Roran zog sich gerade das Hemd über den Kopf, als Katrina sich ins Zelt schob. Als er sie erblickte, erfüllten Roran gleichermaßen Freude und Furcht.
Katrina blickte zwischen ihm und Trianna hin und her, dann machte sie vor der Zauberin einen Knicks. »Dürfte ich bitte allein mit meinem Gemahl sprechen?«
»Natürlich. Ich werde draußen warten.«
Sobald Trianna gegangen war, eilte Katrina zu Roran und fiel ihm um den Hals. Er drückte sie fest an sich, denn er hatte sie seit seiner Rückkehr ins Lager noch nicht gesehen.
»Ich habe dich so vermisst«, flüsterte sie ihm ins Ohr.
»Ich dich auch«, murmelte er.
Sie lösten sich gerade weit genug voneinander, um sich anschauen zu können. Katrinas Blick verfinsterte sich. »Dir geschieht Unrecht! Ich bin zu Nasuada gegangen und habe sie angefleht, dich zu begnadigen oder zumindest die Zahl der Peitschenhiebe zu verringern, aber sie wollte mich nicht erhören.«
Roran strich Katrina über den Rücken. »Ich wünschte, du hättest es nicht getan.«
»Warum nicht?«
»Weil ich ihr gesagt habe, dass ich bei den Varden bleiben will, und ich stehe zu meinem Wort.«
»Aber dir geschieht Unrecht!«, sagte Katrina wieder und packte ihn an den Schultern. »Carn hat mir erzählt, was du getan hast, Roran. Du hast beinahe zweihundert Soldaten alleine niedergestreckt und ohne deinen Heldenmut hätte keiner der Männer in deinem Trupp überlebt. Nasuada hätte dich mit Lob und Geschenken überhäufen sollen, statt dich auspeitschen zu lassen wie einen gewöhnlichen Verbrecher!«
»Es spielt keine Rolle, ob es unrecht ist oder nicht«, sagte er. »Es muss sein. An Nasuadas Stelle hätte ich genauso gehandelt.«
Katrina schauderte. »Aber fünfzig Peitschenhiebe... Warum so viele?
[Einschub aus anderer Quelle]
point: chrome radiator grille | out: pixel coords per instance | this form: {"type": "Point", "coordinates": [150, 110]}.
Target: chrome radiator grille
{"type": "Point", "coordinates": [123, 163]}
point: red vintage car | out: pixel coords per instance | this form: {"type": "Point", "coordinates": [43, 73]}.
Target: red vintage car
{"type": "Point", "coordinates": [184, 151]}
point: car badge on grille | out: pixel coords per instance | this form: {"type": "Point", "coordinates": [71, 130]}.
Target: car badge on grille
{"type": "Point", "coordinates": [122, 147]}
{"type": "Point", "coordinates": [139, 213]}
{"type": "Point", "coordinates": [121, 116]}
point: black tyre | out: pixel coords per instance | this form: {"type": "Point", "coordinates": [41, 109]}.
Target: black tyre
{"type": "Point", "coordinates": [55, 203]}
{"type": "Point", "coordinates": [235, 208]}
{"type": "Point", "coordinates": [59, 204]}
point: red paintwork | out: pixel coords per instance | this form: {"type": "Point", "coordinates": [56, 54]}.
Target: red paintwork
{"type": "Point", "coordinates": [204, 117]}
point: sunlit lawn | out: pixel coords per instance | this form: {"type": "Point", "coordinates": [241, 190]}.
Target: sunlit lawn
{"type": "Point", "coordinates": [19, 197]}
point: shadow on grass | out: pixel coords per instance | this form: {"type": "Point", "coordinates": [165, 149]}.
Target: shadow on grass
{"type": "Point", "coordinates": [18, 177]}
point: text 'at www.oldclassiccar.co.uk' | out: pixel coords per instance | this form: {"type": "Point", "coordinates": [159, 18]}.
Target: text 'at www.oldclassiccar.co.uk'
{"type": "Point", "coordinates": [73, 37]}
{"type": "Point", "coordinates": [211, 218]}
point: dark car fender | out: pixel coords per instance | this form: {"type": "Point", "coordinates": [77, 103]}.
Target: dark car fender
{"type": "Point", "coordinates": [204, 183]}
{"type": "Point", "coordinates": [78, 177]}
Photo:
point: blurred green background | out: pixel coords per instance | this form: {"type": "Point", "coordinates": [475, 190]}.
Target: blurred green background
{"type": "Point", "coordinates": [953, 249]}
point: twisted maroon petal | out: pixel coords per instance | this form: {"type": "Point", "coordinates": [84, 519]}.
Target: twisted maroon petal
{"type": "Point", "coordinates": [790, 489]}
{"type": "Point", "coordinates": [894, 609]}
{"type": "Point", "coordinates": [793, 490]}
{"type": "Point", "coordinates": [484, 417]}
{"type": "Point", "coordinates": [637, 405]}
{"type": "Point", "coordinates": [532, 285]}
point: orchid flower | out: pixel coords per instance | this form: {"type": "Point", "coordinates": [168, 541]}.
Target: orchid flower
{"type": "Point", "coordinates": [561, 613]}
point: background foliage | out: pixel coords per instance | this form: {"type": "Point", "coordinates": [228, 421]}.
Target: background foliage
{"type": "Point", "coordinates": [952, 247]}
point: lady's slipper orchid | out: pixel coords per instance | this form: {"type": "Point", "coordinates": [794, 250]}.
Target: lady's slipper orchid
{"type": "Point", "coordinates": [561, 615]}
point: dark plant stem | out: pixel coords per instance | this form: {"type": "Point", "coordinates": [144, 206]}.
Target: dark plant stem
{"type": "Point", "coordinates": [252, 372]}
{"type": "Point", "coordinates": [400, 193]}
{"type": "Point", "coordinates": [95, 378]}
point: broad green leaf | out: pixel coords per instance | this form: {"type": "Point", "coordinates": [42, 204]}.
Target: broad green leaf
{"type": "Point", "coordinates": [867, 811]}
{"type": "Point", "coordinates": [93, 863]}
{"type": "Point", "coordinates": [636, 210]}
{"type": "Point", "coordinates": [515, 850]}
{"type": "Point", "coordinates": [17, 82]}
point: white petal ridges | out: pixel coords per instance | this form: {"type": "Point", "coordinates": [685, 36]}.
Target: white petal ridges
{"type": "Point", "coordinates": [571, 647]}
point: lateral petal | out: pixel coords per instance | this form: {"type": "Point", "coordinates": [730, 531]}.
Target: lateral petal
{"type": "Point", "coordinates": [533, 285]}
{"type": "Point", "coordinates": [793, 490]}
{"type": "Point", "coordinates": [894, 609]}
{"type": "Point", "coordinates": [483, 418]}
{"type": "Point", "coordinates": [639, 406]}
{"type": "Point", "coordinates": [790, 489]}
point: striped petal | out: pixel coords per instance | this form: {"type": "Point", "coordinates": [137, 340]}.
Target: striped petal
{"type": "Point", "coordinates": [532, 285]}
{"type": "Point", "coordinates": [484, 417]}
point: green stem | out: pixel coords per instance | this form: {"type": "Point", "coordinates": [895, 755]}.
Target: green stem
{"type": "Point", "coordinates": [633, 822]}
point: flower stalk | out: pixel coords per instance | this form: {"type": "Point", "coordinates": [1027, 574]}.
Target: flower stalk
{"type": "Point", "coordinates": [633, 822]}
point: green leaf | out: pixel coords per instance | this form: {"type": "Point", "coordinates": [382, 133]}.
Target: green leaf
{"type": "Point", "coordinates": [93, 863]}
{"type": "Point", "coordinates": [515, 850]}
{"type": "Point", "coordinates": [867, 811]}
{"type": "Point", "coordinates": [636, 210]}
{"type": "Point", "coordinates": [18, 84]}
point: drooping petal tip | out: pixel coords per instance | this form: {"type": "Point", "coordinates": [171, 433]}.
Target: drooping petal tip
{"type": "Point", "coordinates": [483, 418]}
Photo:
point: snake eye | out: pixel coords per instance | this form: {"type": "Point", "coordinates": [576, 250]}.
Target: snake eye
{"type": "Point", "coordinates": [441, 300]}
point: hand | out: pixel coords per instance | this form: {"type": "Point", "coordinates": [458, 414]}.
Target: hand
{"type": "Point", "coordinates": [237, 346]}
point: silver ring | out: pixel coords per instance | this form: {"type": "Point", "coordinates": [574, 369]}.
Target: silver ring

Es gibt Männer, die dabei gestorben sind.«
»Nur wenn sie ein schwaches Herz hatten. Sorge dich nicht. Es braucht schon mehr, um mich zu töten.«
Ein gezwungenes Lächeln huschte über Katrinas Lippen, dann begann sie zu schluchzen und presste das Gesicht an seine Brust. Er nahm sie in die Arme, strich ihr übers Haar und versuchte nach Kräften, sie zu beruhigen, obwohl es ihm nicht besser ging als ihr. Nach einigen Minuten ertönte draußen ein Horn, und Roran wusste, dass es Zeit für sie war, sich voneinander zu verabschieden. Er befreite sich sanft aus ihrer Umarmung und sagte: »Es gibt etwas, was du für mich tun kannst.«
»Was denn?«
»Geh in unser Zelt und bleib dort, bis meine Bestrafung vorüber ist.«
Die Bitte schien Katrina zu empören. »Nein, ich werde dich nicht allein lassen... nicht jetzt.«
»Bitte«, sagte er. »Du solltest das nicht mit ansehen müssen.«
»Und du solltest es nicht erleiden müssen«, gab sie zurück.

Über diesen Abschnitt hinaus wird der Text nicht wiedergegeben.